In selecting Sen. Hillary Clinton and others to lead his national security team, President-elect Barack Obama appears to have concluded that tapping advisers with a reputation for moderate pragmatism and close ties to the military will help him wind down the war in Iraq, ratchet up U.S. involvement in Afghanistan, and bolster the nonmilitary dimensions of U.S. foreign policy.
"To succeed, we must pursue a new strategy that skillfully uses, balances, and integrates all elements of American power," Obama said during his announcement in Chicago.
In the wake of the election, Obama may have found a good fit in Clinton's broad international experience, reputation for toughness, and carefully cultivated links to leading military officers as a member of the Senate Armed Services Committee. She has championed improved benefits and healthcare for soldiers, particularly highlighting the shortcomings of care for wounded veterans returning from Iraq and Afghanistan.
At the same time, she has taken a moderately hawkish stance on key security issues, especially the war on terrorism. Senior military officers are said to consider her one of the most receptive ears on defense matters on Capitol Hill.
Named by Obama to be secretary of state, Clinton joins a very experienced team that might not always agree but should comfort many in the military. Robert Gates, President Bush's current defense secretary, will be kept on in that post. And former Gen. James Jones, a career Marine Corps officer who served as the allied military commander in Europe and later as a Middle East peace envoy, was picked to head the White House-based National Security Council. Both Gates and Jones are known more as national security professionals than as partisan policy players.
Obama also announced that his campaign's top foreign policy adviser, former State Department diplomat Susan Rice, would be nominated to serve as U.S. ambassador to the United Nations.
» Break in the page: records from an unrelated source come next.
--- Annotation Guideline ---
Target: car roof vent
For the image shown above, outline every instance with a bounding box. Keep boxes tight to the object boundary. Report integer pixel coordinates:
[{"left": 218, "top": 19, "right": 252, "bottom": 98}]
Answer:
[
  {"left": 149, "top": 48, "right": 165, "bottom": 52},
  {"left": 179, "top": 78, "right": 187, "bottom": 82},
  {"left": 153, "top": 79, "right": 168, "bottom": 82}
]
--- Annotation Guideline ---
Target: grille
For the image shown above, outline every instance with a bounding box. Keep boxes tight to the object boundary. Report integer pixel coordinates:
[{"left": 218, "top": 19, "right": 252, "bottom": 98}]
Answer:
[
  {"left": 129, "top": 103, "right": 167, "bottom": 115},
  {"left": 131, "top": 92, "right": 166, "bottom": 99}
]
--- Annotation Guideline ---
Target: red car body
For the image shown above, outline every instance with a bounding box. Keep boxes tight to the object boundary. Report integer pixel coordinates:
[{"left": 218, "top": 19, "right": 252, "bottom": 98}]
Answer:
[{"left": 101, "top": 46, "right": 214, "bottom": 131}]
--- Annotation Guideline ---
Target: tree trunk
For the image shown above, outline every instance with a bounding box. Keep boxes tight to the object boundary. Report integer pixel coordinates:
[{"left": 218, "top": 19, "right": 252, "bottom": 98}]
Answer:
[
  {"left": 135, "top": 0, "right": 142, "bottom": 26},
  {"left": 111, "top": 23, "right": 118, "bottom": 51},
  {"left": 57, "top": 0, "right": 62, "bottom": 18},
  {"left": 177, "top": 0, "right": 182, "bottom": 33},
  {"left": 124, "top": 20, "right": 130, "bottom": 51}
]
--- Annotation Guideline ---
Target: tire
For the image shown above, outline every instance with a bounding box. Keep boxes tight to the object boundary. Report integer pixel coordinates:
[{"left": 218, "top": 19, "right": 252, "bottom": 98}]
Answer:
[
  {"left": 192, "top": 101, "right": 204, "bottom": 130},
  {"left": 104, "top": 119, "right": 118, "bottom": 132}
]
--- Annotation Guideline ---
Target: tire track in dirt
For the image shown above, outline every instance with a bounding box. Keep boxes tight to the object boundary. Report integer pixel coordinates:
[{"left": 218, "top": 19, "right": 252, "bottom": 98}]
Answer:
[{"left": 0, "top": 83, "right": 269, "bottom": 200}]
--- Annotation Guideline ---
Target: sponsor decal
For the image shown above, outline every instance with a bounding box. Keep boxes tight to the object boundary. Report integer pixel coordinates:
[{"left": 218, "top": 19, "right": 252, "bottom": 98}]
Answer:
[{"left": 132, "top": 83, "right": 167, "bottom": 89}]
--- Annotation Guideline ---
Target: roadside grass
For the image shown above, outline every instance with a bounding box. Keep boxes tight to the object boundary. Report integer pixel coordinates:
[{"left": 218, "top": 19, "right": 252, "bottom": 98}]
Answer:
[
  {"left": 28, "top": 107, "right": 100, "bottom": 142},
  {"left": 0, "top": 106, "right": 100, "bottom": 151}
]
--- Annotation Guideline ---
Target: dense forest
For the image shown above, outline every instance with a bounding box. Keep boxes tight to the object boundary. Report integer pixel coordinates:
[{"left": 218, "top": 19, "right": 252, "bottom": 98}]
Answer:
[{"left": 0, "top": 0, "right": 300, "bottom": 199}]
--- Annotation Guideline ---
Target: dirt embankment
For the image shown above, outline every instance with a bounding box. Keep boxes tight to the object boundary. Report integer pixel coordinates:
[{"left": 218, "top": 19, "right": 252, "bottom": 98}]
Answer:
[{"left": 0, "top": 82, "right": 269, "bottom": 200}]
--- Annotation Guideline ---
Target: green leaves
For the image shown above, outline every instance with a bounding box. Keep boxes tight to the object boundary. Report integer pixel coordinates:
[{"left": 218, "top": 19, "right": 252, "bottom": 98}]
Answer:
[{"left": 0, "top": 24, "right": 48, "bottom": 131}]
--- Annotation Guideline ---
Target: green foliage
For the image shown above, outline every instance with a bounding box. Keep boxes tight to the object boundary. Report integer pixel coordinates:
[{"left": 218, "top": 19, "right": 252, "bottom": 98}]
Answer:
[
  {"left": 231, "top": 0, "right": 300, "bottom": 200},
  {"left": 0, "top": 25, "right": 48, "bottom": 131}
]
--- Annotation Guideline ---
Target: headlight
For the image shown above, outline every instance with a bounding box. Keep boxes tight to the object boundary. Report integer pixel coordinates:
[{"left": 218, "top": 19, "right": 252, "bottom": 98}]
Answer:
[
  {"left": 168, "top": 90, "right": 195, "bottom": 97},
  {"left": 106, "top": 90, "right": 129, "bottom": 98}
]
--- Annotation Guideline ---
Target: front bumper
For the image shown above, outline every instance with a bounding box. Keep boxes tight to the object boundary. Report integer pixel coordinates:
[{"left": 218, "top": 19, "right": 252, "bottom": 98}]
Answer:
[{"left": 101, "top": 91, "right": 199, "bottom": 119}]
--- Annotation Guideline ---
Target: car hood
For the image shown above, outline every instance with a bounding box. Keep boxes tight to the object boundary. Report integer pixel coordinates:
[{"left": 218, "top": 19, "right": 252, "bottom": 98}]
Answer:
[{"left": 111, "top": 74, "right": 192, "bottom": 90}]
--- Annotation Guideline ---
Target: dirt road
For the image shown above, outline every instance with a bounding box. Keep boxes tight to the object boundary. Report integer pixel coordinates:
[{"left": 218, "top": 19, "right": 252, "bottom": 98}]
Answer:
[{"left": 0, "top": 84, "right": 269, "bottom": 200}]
Clinton, 61, was the president-elect's principal opponent in the Democratic primaries, and during their political rivalry she criticized Obama as inexperienced in foreign affairs while presenting herself as a tough defender of U.S. interests. Their actual differences, however, were magnified during the heat of a close-fought campaign.
Obama made opposition to the Iraq war a centerpiece of his foreign policy appeal and called for a 16-month timetable for the withdrawal of U.S. forces. Clinton had voted in 2002 to authorize military action but then criticized the Bush administration approach to post-invasion Iraq. Though reluctant to set a schedule on American withdrawal, she made clear that she too saw the need to move beyond what has seemed an open-ended involvement in an insurgent war. In a Foreign Affairs article, she wrote, "Ending the war in Iraq is the first step toward restoring the United States' global leadership."
Clinton has also supported a stronger focus on defeating the Taliban and al Qaeda in Afghanistan—an Obama priority. And though she counted herself a skeptic on Obama's emphasis on direct diplomacy with nations like Iran, Syria, and North Korea, handing her the diplomatic portfolio is likely to give such efforts sturdier political cover on Capitol Hill and with conservative circles elsewhere.
A Clinton State Department is likely to grow not only more prominent but also larger. Obama has been urging greater funding for diplomacy and foreign aid. And Gates is expected to play a supportive role for new diplomatic efforts run out of State. Some of his predecessors often functioned as bureaucratic rivals of the chief diplomat. Gates has even called for infusing State with more money and attention. To have the broad support of the defense chief upfront could be a key plus for Clinton as the incoming administration settles in next year.
Said Obama on Monday, "Hillary's appointment is a sign to friend and foe of the seriousness of my commitment to renew American diplomacy and restore our alliances."